来年は亥年、映画界では亥年生まれのスターは有名無名合せて二百数十名に上るといわれている。ところで、来年は亥年でなく、“ネコ年”だという人がいる。というのは有馬稲子のはりきりぶりが著しいからだ。

 いま彼女は松竹で『抱かれた花嫁』の姉妹篇として製作中の正月映画『空かける花嫁』の撮影に入った。このほかに『春を待つ人々』『人間の条件』『風花』と正月映画だけで四本に出演している。午前と午後、そして夜と一日に三組に出演するほどの多忙ぶり。「頭のきりかえがつかないうちに、次の作品に出る状態なので、徹夜続きの撮影以上に疲れます」と語っている。

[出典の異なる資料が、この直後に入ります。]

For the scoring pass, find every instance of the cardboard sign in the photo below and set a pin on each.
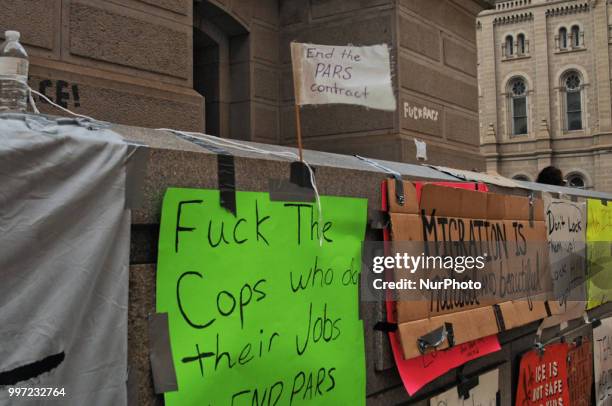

 『風花』ははじめての木下作品『人間の条件』はにんじん・くらぶの企画、『春待つ人々』は岡田茉莉子との顔合せ、『空かける花嫁』は「自分の肌に一番ぴったり合った感じ」で正月映画四本はどれも息が抜けないという。それだけ、来年のスタートは恵まれているといえよう。

 ことしの市川雷蔵は、『炎上』で初の現代劇役を演じ、ユニークな性格を出して注目された。これはいままで彼にみられなかった新生面だが彼自身も、「僕にとっては記念すべき作品だった。未知の世界だっただけに、非常に心配したが、市川崑先生の巧みな指導によって雷蔵という役者の幅を大きくしてくれたので、うれしかった」とその喜びを語っている。

 「このほかにも『忠臣蔵』の浅野内匠頭は幾多の先輩スターが演じてきただけにやりにくかったが、逆に大いに勉強にもなった。『日蓮と蒙古大襲来』の時宗、『弁天小僧』もやったけれど、渡辺(邦男)、伊藤(大輔)両先生ら巨匠の仕事への熱意には頭が下がった」と両監督への敬意を払っている。ともかく長谷川一夫の座をつぐ大映時代劇ホープとして、その技量は著しく向上している。すでに来年は雷蔵自身が映画化を念願していた『好色一代男』と『蛇姫様』の映画化が実現するので、いまからそれを楽しみしているようだ。

 「僕の希望も通り、目下腕をなでているんです」とニッコリする。七月にはアメリカ旅行が決定、来年は彼にとっても希望の年になるようだ。